Special ways to honor veterans

  • Create an honor roll of all the veterans from your town and display it in the Town Hall.
  • Conduct a Hometown Veterans Census and publish the list in your local paper and create a poster for distribution.
  • Organize speakers in observance of various commemoration months and days.
  • Host a USO-theme concert and invite veterans and their families.
  • Link your Web site to the Veterans History Project Web site to spotlight participants from your community.

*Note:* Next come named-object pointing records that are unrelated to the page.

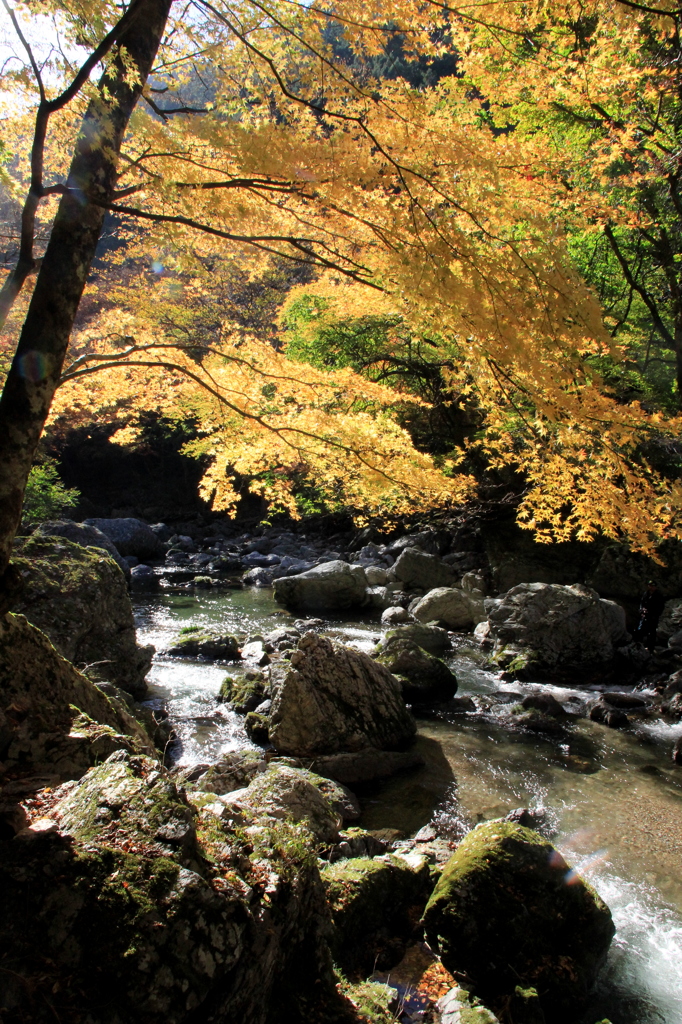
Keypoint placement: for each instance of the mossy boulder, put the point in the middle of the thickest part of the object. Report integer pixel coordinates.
(430, 638)
(78, 596)
(293, 795)
(376, 905)
(422, 677)
(52, 718)
(125, 905)
(245, 693)
(257, 728)
(195, 641)
(136, 800)
(508, 910)
(235, 770)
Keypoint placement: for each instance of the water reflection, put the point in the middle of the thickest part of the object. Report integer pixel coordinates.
(613, 800)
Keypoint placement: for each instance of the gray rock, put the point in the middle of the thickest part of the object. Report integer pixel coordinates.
(331, 585)
(332, 698)
(52, 717)
(605, 715)
(458, 1007)
(545, 702)
(376, 577)
(475, 587)
(255, 560)
(288, 793)
(379, 597)
(503, 913)
(422, 677)
(431, 638)
(235, 770)
(549, 626)
(369, 765)
(450, 605)
(143, 578)
(284, 638)
(627, 701)
(194, 641)
(258, 578)
(131, 537)
(671, 621)
(137, 911)
(394, 615)
(416, 568)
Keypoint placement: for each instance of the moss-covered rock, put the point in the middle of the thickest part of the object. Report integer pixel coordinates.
(243, 693)
(126, 906)
(52, 718)
(508, 911)
(195, 641)
(459, 1007)
(293, 795)
(257, 728)
(233, 771)
(422, 677)
(79, 598)
(376, 905)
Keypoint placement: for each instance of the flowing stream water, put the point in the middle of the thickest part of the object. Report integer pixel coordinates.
(613, 799)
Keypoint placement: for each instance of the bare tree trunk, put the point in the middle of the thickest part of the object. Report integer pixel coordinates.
(37, 365)
(678, 354)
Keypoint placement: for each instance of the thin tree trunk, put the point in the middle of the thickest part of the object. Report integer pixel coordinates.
(37, 365)
(678, 354)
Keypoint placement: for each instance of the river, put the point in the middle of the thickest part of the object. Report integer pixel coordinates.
(613, 799)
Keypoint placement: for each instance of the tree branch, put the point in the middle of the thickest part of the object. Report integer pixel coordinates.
(641, 291)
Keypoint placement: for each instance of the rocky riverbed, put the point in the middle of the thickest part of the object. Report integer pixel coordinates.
(283, 667)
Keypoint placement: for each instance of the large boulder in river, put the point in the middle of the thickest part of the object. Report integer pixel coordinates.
(131, 537)
(122, 904)
(79, 598)
(416, 568)
(374, 903)
(431, 638)
(52, 719)
(291, 794)
(547, 626)
(332, 698)
(87, 537)
(508, 910)
(422, 677)
(450, 605)
(329, 586)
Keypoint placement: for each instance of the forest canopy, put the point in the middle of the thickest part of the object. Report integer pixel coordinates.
(312, 218)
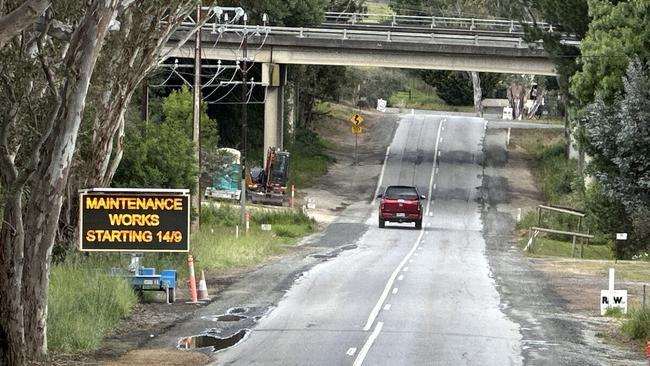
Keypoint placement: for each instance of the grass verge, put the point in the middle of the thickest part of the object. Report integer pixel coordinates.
(637, 326)
(86, 303)
(561, 248)
(308, 158)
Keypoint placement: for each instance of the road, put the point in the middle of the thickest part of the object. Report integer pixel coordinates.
(401, 296)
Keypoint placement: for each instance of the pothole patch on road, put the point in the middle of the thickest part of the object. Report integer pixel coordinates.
(212, 342)
(225, 317)
(236, 310)
(334, 253)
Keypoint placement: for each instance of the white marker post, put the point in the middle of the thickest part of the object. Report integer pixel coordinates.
(611, 298)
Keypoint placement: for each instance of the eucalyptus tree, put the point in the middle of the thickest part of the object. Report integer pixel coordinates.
(49, 52)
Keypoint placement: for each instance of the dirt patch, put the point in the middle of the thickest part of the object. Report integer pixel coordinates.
(146, 357)
(572, 286)
(346, 182)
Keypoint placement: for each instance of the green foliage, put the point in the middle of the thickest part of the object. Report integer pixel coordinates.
(638, 324)
(618, 32)
(177, 112)
(85, 305)
(370, 84)
(290, 13)
(545, 246)
(156, 156)
(617, 136)
(556, 175)
(309, 159)
(161, 154)
(614, 313)
(455, 87)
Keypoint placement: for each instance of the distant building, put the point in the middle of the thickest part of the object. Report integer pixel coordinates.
(493, 107)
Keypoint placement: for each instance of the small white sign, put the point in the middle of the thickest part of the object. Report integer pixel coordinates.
(381, 105)
(507, 113)
(613, 299)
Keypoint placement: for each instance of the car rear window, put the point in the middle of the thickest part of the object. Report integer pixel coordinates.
(406, 193)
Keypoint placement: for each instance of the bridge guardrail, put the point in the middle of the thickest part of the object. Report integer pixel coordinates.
(373, 35)
(431, 22)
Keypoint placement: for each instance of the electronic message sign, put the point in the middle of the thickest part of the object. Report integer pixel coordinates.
(134, 220)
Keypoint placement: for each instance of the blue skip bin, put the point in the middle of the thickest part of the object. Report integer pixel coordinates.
(146, 279)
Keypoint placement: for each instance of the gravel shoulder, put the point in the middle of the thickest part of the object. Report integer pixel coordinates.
(556, 307)
(147, 336)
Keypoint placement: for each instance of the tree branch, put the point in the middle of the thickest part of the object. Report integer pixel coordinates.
(22, 17)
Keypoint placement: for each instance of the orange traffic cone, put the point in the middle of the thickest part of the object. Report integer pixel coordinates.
(203, 289)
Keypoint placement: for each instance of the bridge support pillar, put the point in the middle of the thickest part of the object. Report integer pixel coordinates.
(275, 76)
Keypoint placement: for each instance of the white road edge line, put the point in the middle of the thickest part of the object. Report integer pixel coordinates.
(381, 175)
(389, 284)
(366, 347)
(433, 168)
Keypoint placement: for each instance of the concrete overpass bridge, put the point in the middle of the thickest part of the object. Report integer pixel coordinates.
(348, 39)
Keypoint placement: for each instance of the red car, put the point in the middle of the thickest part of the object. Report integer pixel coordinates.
(400, 204)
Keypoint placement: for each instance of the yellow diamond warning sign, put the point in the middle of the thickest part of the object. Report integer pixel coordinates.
(356, 120)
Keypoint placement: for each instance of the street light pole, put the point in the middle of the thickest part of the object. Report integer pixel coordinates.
(244, 127)
(196, 115)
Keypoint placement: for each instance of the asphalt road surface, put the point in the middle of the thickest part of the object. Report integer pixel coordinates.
(403, 296)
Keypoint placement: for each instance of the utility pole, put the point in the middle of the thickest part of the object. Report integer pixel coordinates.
(244, 128)
(196, 116)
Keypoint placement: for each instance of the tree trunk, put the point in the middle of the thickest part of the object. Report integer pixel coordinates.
(43, 208)
(478, 94)
(12, 240)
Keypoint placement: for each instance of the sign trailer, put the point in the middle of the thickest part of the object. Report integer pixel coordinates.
(137, 220)
(134, 220)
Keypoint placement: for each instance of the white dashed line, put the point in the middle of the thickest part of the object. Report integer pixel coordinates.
(389, 284)
(433, 171)
(366, 347)
(381, 175)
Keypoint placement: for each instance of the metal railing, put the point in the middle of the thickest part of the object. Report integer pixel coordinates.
(507, 41)
(432, 22)
(510, 37)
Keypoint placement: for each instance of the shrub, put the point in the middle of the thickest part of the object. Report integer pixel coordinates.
(638, 325)
(85, 305)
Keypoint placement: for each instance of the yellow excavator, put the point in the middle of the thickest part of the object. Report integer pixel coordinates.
(269, 184)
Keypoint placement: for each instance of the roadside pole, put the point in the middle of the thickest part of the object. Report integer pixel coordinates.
(356, 141)
(244, 132)
(196, 112)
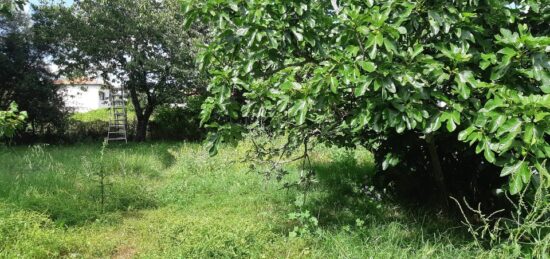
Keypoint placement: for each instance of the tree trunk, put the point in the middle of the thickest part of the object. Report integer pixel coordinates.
(141, 128)
(437, 170)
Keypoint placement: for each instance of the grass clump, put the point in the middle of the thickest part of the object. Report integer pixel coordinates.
(173, 200)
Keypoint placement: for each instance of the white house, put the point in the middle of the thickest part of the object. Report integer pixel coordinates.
(83, 95)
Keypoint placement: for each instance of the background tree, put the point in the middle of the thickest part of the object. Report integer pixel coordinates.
(402, 77)
(24, 75)
(141, 44)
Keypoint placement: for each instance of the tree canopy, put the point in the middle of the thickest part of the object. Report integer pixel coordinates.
(24, 74)
(350, 71)
(140, 44)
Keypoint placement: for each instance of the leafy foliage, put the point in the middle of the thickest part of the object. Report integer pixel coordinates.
(350, 71)
(141, 45)
(11, 120)
(25, 77)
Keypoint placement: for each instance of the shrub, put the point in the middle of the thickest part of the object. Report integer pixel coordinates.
(178, 123)
(428, 85)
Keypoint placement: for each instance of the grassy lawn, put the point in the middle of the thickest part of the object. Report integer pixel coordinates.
(172, 200)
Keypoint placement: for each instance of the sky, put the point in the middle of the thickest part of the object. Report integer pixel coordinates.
(67, 2)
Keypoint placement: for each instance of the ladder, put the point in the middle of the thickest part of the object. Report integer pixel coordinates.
(118, 124)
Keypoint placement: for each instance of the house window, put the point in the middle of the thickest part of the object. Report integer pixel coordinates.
(102, 96)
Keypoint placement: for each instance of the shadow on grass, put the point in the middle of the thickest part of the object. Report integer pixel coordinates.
(344, 195)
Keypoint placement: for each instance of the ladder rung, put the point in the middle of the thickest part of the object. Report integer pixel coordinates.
(121, 138)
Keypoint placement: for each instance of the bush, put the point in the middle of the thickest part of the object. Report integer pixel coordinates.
(177, 123)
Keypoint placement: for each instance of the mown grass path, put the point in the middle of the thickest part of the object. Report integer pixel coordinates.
(171, 200)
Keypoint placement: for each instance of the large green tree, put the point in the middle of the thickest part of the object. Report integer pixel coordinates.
(353, 71)
(141, 44)
(25, 77)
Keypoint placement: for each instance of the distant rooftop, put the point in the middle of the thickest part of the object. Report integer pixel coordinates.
(79, 81)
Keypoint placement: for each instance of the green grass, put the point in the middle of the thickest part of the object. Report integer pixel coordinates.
(171, 200)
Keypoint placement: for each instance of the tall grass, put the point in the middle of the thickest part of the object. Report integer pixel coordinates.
(171, 200)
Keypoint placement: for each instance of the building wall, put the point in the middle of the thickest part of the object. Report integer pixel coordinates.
(84, 98)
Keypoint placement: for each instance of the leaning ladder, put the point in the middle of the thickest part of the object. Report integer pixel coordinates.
(118, 123)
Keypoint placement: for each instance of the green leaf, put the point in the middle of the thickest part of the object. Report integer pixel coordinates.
(333, 84)
(360, 91)
(434, 124)
(512, 125)
(451, 126)
(516, 184)
(511, 169)
(488, 154)
(529, 134)
(368, 66)
(463, 135)
(300, 110)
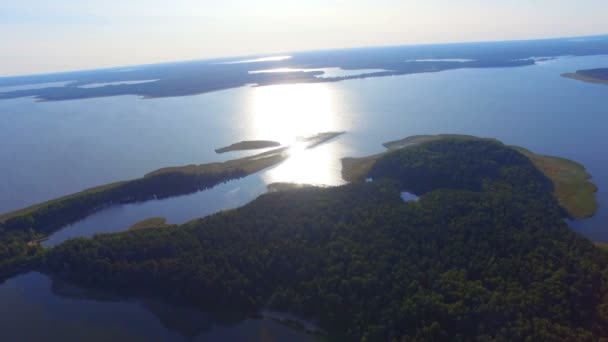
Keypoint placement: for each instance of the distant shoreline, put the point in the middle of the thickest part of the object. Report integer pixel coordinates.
(580, 77)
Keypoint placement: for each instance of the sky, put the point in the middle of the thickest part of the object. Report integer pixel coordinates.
(39, 36)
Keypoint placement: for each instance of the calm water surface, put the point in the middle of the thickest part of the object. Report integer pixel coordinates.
(55, 148)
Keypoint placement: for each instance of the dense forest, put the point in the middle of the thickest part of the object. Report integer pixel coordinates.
(483, 254)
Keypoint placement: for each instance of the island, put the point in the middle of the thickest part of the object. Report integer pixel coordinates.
(248, 145)
(483, 254)
(152, 223)
(571, 185)
(599, 76)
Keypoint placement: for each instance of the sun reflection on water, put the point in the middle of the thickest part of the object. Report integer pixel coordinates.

Involve your local library

  • Schedule a film at your library and ask a veteran to introduce the film and discuss wartime experiences.
  • Create exhibits of books or posters related to a particular war.
  • Invite a veteran or individual who served on the home front to speak about his or her war experiences and display their memorabilia.
  • Use archives to research local wartime activities to identify hometown veterans and others who served in support of the war effort.

Engage your community

  • Work with local and national politicians to issue proclamations on commemoration dates or to declare a "Day of Recognition" for a veterans' group or for others who served in support of the war effort.
  • Plan joint projects with VHP Official Partners in your area (list available on VHP Web site).
  • Contact area AARP, American Red Cross and other organizations in your community to explore veterans-related volunteer opportunities.
  • Plan a Veterans Appreciation Day on a commemoration date and invite veterans to breakfast at a school, library or community center.
  • Establish a new, or contact an existing volunteer network to conduct Veterans History Project interviews.
  • Plan a Veterans Open House in your organization.
  • Schedule Veterans History Project interview days at veterans' organizations meeting sites.
  • Encourage your state's veterans associations, libraries, museums, historic sites and civic groups to participate with the Veterans History Project.
  • Contact local military bases for program speakers or to link to veterans who visit the base.
  • Contact local industries to determine their involvement in past war effort. Interview employees who worked during wartime.
  • Enlist as VHP volunteer interviewers the members of retired teachers or public service employee organizations.
  • Plant a tree or create a garden to honor veterans or others who served. Use the occasion to recruit other volunteer interviewers.
  • Create a Canteen Evening or M.A.S.H. theme party to launch or highlight your Veterans History Project activities.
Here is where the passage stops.